Cash flow basics for trade businesses
Profitable businesses go broke waiting to be paid. Five habits that keep cash moving through a trade business, none of which require an accounting degree.

You can be profitable on paper and still miss payroll. Cash flow is the gap between doing the work and being paid for it, and in the trades that gap is wide: materials bought up front, labour paid weekly, invoices paid whenever the customer gets around to it.
Five habits that close the gap
- Take deposits. For any job with real material costs, a deposit before booking is normal and fair. A customer who won't pay a deposit is telling you something about the final invoice.
- Invoice the day the job finishes, not Friday, not month-end. Every day between completion and invoice is a free loan from you to your customer.
- Make paying effortless. A card link on the invoice gets paid from the couch that evening.
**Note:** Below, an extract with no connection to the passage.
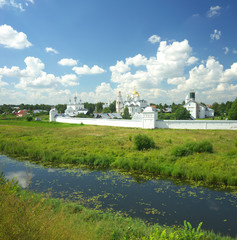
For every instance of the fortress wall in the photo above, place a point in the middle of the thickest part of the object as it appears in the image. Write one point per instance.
(197, 124)
(150, 123)
(101, 122)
Bank-transfer-only gets paid "when I'm next at the computer".
- Chase on a rhythm, automatically. The reminder that always arrives beats the phone call that sometimes happens.
- Stage payments on long jobs. Milestones tied to visible progress keep cash arriving as costs go out.
Know your number
One number is worth watching weekly: how many days, on average, between finishing a job and the money landing. Most owners guess it's about a week. It's usually three or four. Every habit above shortens it, and each day you shave off is cash that stops being borrowed.
GST deserves its own line: the GST you collect was never yours. Move it aside as it arrives (NZ 15%, AU 10%) and the quarterly bill stops being a crisis.
None of this is sophisticated finance. It's plumbing for money: make it flow in faster than it flows out, and keep the pipes visible so you spot the blockage before the flood.